The preparation process of the gold nano material assembly with adjustable assembly structure adopts the preparation steps of different ratios of chloroauric acid and ligand total mercapto ligand as follows:
565uL of 20mM chloroauric acid was added to a reaction flask containing 12.9mL of methanol at room temperature, and after stirring and mixing, 3 equivalents, 5 equivalents, and 7 equivalents of total thiol amount of ligand were added, respectively:
(1) 339uL of 50mM 3-mercaptopropyl trimethoxysilane solution (methanol as solvent) and 339uL of 50mM polyethylene glycol monomethyl ether mercaptan solution (methanol as solvent) (1:3);
(2) 565uL of a 50mM solution of 3-mercaptopropyl trimethoxysilane (methanol as solvent) and 565uL of a 50mM solution of polyethylene glycol monomethyl ether mercaptan (methanol as solvent) (1:5);
(3) 791uL of a 50mM solution of 3-mercaptopropyl trimethoxysilane (methanol as solvent) and 791uL of a 50mM solution of polyethylene glycol monomethyl ether mercaptan (methanol as solvent) (1:7);
when the solution turns from yellow to colorless and transparent, 400uL of sodium borohydride solution (dissolved in methanol, 7 equivalents relative to chloroauric acid) was added and the solution immediately turned brown yellow, stirring at 20 ℃ for 12h to complete the reaction.
FIG. 8 is an emission spectrum of gold nanoparticles prepared in example 3 after assembly. From the figures it can be derived that: when the ratio of chloroauric acid to total sulfhydryl ligand is 1:5, the fluorescence emission intensity value of the gold nanoparticle assembly is the largest, and the optimal ratio is 1:5.
Example 4
The preparation process of the gold nano material assembly with the adjustable assembly structure adopts the preparation steps of different ratios of 3-mercaptopropyl trimethoxy silane to polyethylene glycol monomethyl ether mercaptan as follows:
565uL of 20mM chloroauric acid is added into a reaction bottle containing 12.9mL of methanol at room temperature, and 3-mercaptopropyl trimethoxysilane and polyethylene glycol monomethyl ether mercaptan with different proportions are added after stirring and mixing:
(1) 847.5uL of 50mM 3-mercaptopropyl trimethoxysilane solution (methanol as solvent) and 282.5uL of 50mM polyethylene glycol monomethyl ether mercaptan solution (methanol as solvent) (3:1);
(2) 565uL of 50mM 3-mercaptopropyl trimethoxysilane solution (methanol as solvent) and 565uL of 50mM polyethylene glycol monomethyl ether mercaptan solution (methanol as solvent) (1:1);
(3) 282.5uL of a 50mM solution of 3-mercaptopropyl trimethoxysilane (methanol as solvent) and 847.5uL of a 50mM solution of polyethylene glycol monomethyl ether mercaptan (methanol as solvent) (1:3);
when the solution turns from yellow to colorless and transparent, 400uL of sodium borohydride solution (dissolved in methanol, 7 equivalents relative to chloroauric acid) was added and the solution immediately turned brown yellow, stirring at 20 ℃ for 12h to complete the reaction.

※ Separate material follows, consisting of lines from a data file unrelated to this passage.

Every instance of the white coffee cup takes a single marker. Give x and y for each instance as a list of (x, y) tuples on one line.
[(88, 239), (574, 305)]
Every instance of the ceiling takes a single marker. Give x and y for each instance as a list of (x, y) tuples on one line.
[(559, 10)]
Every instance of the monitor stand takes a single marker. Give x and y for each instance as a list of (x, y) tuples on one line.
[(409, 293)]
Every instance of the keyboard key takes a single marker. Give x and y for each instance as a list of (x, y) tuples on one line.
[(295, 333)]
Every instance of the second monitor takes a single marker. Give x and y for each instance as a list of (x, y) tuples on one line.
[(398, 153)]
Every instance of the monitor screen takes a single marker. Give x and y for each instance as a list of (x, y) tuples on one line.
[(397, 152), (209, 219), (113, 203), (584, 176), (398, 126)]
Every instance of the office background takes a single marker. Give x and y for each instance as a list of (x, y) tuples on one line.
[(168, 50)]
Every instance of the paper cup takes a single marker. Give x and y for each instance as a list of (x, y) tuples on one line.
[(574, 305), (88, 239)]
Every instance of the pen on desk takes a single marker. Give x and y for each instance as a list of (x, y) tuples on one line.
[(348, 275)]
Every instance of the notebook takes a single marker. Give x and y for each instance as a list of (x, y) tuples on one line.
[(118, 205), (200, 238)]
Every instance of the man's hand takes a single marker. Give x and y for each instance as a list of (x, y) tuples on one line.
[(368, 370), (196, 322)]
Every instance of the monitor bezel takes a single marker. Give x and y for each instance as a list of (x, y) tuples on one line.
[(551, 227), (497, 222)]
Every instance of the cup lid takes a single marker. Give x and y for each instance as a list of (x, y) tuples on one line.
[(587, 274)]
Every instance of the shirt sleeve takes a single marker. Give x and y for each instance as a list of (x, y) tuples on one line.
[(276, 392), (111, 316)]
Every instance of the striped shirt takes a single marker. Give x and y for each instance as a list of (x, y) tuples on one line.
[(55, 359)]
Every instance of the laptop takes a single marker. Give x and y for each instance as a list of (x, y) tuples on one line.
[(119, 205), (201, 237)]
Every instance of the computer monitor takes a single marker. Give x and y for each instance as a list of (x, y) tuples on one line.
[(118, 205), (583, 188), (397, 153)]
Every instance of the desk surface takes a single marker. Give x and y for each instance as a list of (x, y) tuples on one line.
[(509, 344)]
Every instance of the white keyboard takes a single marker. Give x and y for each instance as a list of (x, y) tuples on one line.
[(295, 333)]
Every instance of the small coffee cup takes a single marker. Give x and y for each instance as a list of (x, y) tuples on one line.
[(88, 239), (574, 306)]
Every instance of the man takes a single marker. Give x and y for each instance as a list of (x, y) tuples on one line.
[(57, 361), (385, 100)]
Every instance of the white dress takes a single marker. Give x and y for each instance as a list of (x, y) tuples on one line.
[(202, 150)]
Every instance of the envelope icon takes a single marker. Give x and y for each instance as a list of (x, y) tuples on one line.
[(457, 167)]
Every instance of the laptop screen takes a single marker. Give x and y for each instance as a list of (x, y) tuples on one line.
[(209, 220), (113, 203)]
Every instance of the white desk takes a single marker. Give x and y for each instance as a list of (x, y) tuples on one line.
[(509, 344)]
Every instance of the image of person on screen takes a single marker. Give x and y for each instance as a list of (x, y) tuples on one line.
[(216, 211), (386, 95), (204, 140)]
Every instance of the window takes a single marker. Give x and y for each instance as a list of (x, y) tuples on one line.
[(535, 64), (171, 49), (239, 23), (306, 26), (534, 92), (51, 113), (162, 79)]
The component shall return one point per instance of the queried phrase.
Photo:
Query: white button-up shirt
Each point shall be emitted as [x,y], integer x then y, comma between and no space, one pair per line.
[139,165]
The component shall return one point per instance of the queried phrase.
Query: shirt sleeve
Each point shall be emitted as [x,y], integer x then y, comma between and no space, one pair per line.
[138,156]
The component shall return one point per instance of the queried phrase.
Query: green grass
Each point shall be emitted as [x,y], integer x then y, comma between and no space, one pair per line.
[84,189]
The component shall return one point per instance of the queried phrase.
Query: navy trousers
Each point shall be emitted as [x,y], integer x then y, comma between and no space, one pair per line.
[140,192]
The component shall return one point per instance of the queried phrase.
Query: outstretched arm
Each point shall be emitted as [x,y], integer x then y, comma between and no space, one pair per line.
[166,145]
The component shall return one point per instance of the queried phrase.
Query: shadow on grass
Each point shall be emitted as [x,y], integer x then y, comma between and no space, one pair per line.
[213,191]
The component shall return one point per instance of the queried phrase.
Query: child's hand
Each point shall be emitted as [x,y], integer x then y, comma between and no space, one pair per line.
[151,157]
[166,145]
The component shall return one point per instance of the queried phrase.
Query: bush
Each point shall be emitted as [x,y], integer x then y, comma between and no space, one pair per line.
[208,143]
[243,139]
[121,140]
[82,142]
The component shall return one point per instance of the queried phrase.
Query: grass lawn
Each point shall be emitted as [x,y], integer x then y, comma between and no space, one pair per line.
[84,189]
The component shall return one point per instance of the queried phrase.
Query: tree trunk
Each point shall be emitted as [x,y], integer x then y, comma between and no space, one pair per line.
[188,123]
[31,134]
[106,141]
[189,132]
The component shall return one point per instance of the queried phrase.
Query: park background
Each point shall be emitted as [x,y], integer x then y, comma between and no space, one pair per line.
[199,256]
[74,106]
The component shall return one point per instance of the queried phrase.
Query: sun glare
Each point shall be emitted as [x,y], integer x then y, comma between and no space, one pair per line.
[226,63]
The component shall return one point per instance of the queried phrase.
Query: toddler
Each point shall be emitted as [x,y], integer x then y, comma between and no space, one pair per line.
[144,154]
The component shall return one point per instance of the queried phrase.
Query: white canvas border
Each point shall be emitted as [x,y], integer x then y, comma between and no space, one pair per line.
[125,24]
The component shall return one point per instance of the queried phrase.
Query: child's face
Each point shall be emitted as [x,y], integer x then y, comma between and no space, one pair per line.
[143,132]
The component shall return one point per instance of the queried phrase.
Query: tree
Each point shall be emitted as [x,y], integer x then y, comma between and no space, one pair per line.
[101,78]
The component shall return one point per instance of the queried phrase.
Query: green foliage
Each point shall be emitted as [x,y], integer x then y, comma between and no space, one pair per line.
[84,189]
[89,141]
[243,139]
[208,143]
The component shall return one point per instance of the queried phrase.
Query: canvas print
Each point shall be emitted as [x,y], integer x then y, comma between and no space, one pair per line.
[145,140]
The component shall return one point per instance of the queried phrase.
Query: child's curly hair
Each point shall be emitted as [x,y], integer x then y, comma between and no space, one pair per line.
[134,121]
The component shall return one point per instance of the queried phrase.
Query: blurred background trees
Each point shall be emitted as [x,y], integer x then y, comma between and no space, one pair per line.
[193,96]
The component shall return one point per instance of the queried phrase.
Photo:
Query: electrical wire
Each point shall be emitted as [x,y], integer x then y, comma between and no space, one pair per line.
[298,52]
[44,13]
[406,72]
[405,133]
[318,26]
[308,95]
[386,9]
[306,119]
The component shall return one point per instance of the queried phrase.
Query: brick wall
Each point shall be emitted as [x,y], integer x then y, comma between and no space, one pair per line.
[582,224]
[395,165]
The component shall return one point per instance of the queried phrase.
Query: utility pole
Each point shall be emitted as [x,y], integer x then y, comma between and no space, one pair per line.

FIG. 9 is an emission spectrum of gold nanoparticles prepared in example 4 after assembly. From the figures it can be derived that: when the ratio of the 3-mercaptopropyl trimethoxy silane to the polyethylene glycol monomethyl ether mercaptan is 1:1, the fluorescence emission intensity value of the gold nanoparticle assembly is the largest, and the optimal ratio is 1:1.
Example 5
The preparation process of the gold nano material assembly with the adjustable assembly structure adopts the preparation steps of different ratios of chloroauric acid to sodium borohydride as follows:
565uL of 20mM chloroauric acid was added to a reaction flask containing 12.9mL of methanol at room temperature, and after stirring and mixing, 565uL of 50mM 3-mercaptopropyl trimethoxysilane solution (solvent: methanol) and 565uL of 50mM polyethylene glycol monomethyl ether mercaptan solution (solvent: methanol) were added, and stirring was carried out at 1000rpm for 30 minutes at room temperature, and when the solution turned from yellow to colorless and transparent, 343uL, 400uL, 457uL, 514uL of sodium borohydride solution (dissolved in methanol) were added in a molar ratio of chloroauric acid to sodium borohydride of 1:6, 1:7, 1:8, 1:9, respectively, and the solution was immediately changed to brown yellow at 20℃until the reaction was completed.
FIG. 10 is an emission spectrum of gold nanoparticles prepared in example 5 after assembly. From the figures it can be derived that: when the ratio of chloroauric acid to sodium borohydride is 1:7, the fluorescence emission intensity value of the gold nanoparticle assembly is the largest, and the optimal ratio is 1:7.
Example 6
The gold nanoparticles before assembly were prepared according to the procedure of example 1, after the reaction in the organic solvent was completed, the reaction stock solution was transferred to a round bottom flask, and the organic solvent was removed by spin-steaming at 20 ℃ for 10min. To slow the assembly rate, the assembly was performed in a water/methanol mixture. 30mL of a water/methanol mixture (water/methanol=9:1, v/v) was added, and the gold nanomaterial self-assembled in the mixed phase and then filtered with a 0.22um disposable needle filter. The change in fluorescence over time during assembly was monitored with a transient spectrometer ISS.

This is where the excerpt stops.